Let me know when they do a Soylent Green flavor.
Not my experience. Raw horse meat has more meat flavour, possibly because beef carpaccio and tartare use (bland) eye fillet and taste more of the accoutrements.
This. Raw horse meat with grated daikon is amazing, and it doesn’t really need any soy - the umami bomb of sliced raw horse should be enough. Any food I’ve had to fight my teenage children for must be good.
Is taboo about horse meat purely a Anglosphere thing?
The horse meat I had was in France. When I had it, it was a cutlet / steak type cut, simply pan seared. It was very lean, and aside from a minerally livery flavor similar to hangar steak, it was in my experience, otherwise bland.
Edited to add: raw meat dishes use the leanest cuts because no one wants to eat raw waxy pieces of fat. Hence the use of tenderloin, and hence the importance of the strong flavored and savory accoutrements (most Steak Tartare dishes in restaurants are criminally under-seasoned.)
So given horse meat’s ultra leanness and its slightly gamey flavor, I do agree that it would be best enjoyed in raw preparations. And if my food history memory serves me well, I do believe that Steak Tartare in France was originally prepared with horse meat, pre WWII.

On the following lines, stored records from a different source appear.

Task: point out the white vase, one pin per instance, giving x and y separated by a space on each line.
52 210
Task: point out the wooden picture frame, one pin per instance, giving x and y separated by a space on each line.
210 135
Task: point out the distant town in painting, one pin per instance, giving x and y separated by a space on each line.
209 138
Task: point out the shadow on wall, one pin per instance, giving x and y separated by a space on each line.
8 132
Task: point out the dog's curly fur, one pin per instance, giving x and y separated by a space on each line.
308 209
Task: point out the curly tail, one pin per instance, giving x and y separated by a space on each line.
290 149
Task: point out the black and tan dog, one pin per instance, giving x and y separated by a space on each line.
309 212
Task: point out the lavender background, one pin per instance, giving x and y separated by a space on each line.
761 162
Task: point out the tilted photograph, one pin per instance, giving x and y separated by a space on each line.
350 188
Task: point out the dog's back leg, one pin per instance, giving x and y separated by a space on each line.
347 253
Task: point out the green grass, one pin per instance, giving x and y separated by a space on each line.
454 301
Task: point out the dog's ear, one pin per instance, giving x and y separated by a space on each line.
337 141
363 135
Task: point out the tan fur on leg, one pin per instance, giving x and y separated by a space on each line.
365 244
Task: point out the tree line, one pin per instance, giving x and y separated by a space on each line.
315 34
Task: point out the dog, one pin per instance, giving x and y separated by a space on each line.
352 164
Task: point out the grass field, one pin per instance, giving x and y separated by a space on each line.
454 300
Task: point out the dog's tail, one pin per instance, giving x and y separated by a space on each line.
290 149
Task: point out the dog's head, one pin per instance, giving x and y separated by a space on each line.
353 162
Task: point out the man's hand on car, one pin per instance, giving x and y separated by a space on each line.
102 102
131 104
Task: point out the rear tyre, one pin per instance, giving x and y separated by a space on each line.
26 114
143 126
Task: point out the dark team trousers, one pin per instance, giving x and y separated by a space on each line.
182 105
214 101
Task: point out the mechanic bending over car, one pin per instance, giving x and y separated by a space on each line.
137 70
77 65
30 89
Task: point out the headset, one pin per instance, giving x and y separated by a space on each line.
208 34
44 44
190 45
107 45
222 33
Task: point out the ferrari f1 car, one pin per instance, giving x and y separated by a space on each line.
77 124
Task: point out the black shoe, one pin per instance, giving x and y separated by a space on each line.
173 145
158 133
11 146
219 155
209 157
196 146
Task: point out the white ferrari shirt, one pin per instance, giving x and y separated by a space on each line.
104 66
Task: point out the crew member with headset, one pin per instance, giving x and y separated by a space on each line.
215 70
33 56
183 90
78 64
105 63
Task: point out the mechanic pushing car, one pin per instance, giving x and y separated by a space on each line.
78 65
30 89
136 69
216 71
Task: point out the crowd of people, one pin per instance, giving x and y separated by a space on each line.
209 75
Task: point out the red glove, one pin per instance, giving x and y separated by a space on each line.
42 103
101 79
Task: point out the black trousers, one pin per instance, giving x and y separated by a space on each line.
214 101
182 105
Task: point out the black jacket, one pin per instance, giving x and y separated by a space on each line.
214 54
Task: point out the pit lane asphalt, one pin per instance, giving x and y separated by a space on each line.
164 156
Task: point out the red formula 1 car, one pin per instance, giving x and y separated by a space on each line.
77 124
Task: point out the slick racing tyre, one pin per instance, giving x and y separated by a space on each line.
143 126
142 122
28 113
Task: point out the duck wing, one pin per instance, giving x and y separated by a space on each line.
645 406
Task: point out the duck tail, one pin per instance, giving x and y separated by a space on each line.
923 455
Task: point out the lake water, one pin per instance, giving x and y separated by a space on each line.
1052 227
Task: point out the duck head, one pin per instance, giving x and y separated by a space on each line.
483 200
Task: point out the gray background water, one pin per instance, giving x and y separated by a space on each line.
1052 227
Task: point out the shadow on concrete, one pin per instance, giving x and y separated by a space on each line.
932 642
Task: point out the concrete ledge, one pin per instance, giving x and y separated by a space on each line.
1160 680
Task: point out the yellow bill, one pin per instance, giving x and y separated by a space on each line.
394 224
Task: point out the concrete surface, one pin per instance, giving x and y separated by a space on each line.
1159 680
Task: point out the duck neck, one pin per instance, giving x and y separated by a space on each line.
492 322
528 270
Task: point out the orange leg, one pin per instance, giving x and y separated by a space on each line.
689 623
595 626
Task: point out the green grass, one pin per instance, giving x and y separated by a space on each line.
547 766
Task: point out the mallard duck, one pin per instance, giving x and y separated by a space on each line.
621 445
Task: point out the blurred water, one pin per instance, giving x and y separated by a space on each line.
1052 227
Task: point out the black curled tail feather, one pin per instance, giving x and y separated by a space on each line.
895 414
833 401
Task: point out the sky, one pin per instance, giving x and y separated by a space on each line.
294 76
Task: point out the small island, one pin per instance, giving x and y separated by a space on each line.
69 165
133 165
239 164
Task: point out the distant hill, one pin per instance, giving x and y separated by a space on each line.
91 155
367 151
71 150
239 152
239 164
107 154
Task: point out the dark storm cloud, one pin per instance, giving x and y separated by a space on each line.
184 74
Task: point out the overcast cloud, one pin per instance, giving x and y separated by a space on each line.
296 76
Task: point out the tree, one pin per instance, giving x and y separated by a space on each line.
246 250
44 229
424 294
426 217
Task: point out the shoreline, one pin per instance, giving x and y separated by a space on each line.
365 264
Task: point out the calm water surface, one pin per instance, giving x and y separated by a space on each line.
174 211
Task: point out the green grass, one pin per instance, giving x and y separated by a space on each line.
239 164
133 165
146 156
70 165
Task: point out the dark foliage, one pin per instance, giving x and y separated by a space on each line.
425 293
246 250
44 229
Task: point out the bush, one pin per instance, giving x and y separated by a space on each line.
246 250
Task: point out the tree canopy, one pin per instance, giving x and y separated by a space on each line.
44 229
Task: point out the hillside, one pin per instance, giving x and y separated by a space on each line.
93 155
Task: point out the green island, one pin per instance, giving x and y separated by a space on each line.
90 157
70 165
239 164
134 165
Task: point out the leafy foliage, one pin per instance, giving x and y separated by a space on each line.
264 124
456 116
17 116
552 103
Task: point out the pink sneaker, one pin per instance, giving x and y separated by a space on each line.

That seems to be the case from my limited knowledge on the subject. Places like France and Germany are fine with it, as well as Asian countries like Japan. For whatever reason though English speaking people just go nuts when you suggest eating horses.
Mettwurst sometimes has horse in it. It’s one of my favorite sausages.
My guess is that the invention and adoption of the automobile is what pushed the use of horses as beasts of burden and their consumption as a food (mostly by working class or poor people) into the taboo zone. Horses became animals used only for recreation by the wealthy and aristocratic. At the same time industrialized factory farming came about (post WW1) and beef became more accessible. Horses were then ennobled and culturally sacrosanct.
Sure that explains why horse meat isn’t commonly consumed, but it doesn’t explain why English speaking countries in particular are so strongly against it.